I’m not sure whether whoever snapped this photo just found the bottles like this or whether he or she actively searched for and arranged them as such, but either way, it gladdens my nostalgia-loving heart like nothing else. Is it possible that it’s a hoax perpetrated with the help of some clever Photoshopping? Of course. I really hope it’s not, though. It’s just too good. In case you somehow managed to make it through the late ‘90s/early 2000s without getting the lyrics for “Mambo No. 5” permanently seared into your brain, it goes a little something like this:
“A little bit of Monica in my life,
A little bit of Erica by my side,
A little bit of Rita’s all I need,
A little bit of Tina’s what I see,
A little bit of Sandra in the sun,
A little bit of Mary all night long,
A little bit of Jessica, here I am,
A little bit of you makes me your man.”
Check, check, check, check, and check.
Concerning the ad campaign itself, Redditor stengebt hit the nail on the head when s/he commented, “Simplest advertising plan ever. Make the consumer do it since everything gets posted on Facebook and Twitter now.” While it’s true that not a lot of people are actually buying personalized Coke bottles and cans, #ShareACokeWith is definitely an example of crowdsourced advertising done right. Way to harness social media for the powers of hilarity, Coke.

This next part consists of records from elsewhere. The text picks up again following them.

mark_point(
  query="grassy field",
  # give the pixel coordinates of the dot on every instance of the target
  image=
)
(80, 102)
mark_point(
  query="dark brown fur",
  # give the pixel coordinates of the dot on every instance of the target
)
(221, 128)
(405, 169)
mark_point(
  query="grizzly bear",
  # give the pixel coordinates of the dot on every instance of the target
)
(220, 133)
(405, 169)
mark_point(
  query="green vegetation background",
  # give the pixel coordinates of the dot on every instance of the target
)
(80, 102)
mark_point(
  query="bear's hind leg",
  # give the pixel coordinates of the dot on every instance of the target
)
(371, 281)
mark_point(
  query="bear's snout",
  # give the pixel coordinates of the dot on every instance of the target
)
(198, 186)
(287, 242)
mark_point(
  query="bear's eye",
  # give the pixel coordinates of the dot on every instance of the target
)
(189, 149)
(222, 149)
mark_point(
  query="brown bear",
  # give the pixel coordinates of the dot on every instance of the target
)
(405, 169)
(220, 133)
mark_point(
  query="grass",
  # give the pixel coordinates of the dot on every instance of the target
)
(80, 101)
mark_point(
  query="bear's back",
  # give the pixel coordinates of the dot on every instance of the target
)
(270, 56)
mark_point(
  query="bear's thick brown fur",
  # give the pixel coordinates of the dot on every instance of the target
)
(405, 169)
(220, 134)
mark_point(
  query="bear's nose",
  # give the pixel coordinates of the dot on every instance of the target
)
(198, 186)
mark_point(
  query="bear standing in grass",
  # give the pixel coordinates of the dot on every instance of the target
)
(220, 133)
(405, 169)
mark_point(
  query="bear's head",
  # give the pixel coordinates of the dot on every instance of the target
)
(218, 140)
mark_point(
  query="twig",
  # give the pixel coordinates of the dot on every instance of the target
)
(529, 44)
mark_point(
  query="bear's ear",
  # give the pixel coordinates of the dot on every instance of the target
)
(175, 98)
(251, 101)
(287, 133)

“Mambo No. 5,” by the way, dates back to 1949; it was originally written by Cuban bandleader, musician, and composer Damaso Perez Prado, AKA “The King of Mambo.” Lou Bega’s version popularized it for a whole new generation when it hit the airwaves in support of his 1999 album, A Little Bit of Mambo. I will say this, though: Is anyone else kind of curious about what happened to Mambos One through Four?